L’ennesima esternazione del Papa sull’aborto, questa volta, è stata particolarmente violenta, offensiva e irricevibile. Sgombriamo prima di tutto il campo rispondendo a chi dice che il Papa fa il Papa: certo Bergoglio ha tutto il diritto di ribadire il pensiero della Chiesa che condanna l’aborto e che definisce la donna che vi ricorre “peccatrice”. Ma non è questo il punto. Definire “sicari” i medici non obiettori e “assassine” le donne che abortiscono va molto al di là dall’estrinsecare un principio dottrinale, perché è un’interferenza di un Capo di Stato sulla legislazione di un altro Stato.
La legge 194 è una legge dello Stato italiano e come tale va attuata. I medici che adempiono a questo compito, rendendo possibile l’applicazione della legge, stanno svolgendo un servizio necessario: vanno quindi non solo rispettati, ma anche ringraziati perché permettono di superare un problema enorme in Italia: l’obiezione di coscienza. Un problema dovuto proprio al fatto che nei suoi articoli fu prevista la possibilità del personale sanitario di potersi rifiutare di adempiere ad un obbligo imposto dalla legge contrario ai propri convincimenti morali e alla propria coscienza.
Questo principio che poteva essere valido al momento dell’entrata in vigore della 194 e che è stato un compromesso per poterla approvare, a mio parere, non è più necessario oggi. Se tu medico/a oggi scegli di fare il ginecologo/a sai bene che, se decidi di lavorare in una struttura pubblica, potresti essere destinato a compiere interruzioni di gravidanza e se quindi questo è proprio contrario ai tuoi convincimenti scegli un’altra specialità – o di non lavorare in una struttura pubblica dove si praticano aborti.
Ma sappiamo bene che, molto spesso, l’obiezione a praticare l’Ivg non è dovuta a convincimenti morali, bensì a carichi di lavoro pesanti e difficoltà di fare carriera per i medici non obiettori.

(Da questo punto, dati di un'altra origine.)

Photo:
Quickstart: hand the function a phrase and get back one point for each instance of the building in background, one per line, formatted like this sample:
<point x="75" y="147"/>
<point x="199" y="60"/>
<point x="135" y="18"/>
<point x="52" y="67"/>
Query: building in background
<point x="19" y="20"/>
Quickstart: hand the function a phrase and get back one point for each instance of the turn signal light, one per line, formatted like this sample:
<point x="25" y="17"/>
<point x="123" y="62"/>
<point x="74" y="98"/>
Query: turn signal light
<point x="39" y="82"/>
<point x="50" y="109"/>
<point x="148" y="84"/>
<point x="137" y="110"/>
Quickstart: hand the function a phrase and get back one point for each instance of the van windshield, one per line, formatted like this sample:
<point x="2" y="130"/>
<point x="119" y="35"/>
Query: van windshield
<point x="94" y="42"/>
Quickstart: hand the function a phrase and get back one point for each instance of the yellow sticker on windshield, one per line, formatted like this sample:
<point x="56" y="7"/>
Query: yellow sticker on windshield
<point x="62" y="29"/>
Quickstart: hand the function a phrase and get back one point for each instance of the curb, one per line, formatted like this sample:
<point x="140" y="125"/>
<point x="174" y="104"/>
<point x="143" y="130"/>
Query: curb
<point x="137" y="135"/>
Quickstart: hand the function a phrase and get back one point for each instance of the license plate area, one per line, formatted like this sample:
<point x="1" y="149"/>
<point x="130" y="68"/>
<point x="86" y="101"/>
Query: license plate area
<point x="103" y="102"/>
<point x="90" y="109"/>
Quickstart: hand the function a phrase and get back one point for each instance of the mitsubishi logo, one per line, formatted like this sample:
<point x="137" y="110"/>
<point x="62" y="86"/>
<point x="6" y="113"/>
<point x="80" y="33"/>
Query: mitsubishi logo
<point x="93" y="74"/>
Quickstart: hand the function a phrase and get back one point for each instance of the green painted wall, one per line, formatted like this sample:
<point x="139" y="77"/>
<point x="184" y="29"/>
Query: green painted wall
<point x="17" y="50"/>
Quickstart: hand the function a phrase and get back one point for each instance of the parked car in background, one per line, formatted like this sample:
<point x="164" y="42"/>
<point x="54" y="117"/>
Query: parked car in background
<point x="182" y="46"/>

Come sottolinea Silvana Agatone, componente del Comitato Scientifico di Laiga, Libera Associazione Italiana Ginecologi per l’Applicazione legge 194: “In un momento di violenza sul personale sanitario causata da un Ssn depauperato di risorse, di cui gli operatori sono vittime, in un sistema che non funziona e sono l’interfaccia con un pubblico che sfoga su di loro le proprie insoddisfazioni, la parola ‘sicari’ usata verso i ginecologi e le ginecologhe che non obiettano risulta essa stessa violenza”. Infatti la parola sicario letteralmente significa “chi uccide, chi commette assassinio su commissione, per conto cioè di un mandante”. E i mandanti sono le donne, le donne definite “assassine”: un termine violento che ferisce e oltraggia, un termine pesante soprattutto se detto da chi dovrebbe avere misericordia, compassione e quella pietà che la Chiesa predica spesso verso gli altri, che muove a soccorrere e a perdonare, non certo a stigmatizzare con durezza e inclemenza. Un termine che non deve essere rivolto a donne che non stanno compiendo nessun crimine, ma stanno solamente esercitando una libera scelta in uno Stato che, ancora, permette loro di farlo. Ma come dice Lea Melandri: “Che altro aspettarsi da una comunità di soli uomini che si proclama Santa Madre Chiesa?”.
Le reazioni di associazioni di medici, di donne, di femministe e in generale della società civile, a queste esternazioni di Bergoglio, sono state, con accenti diversi, immediate e di ferma critica. Quello che dispiace è invece constatare che le istituzioni, i partiti e la politica, con rare eccezioni, non abbiano sentito la necessità, pur con garbo istituzionale, di rispondere a questo attacco ribadendo che il principio della laicità dello Stato, iscritto nella nostra Costituzione, va difeso sempre, anche quando a infrangerlo è il Papa.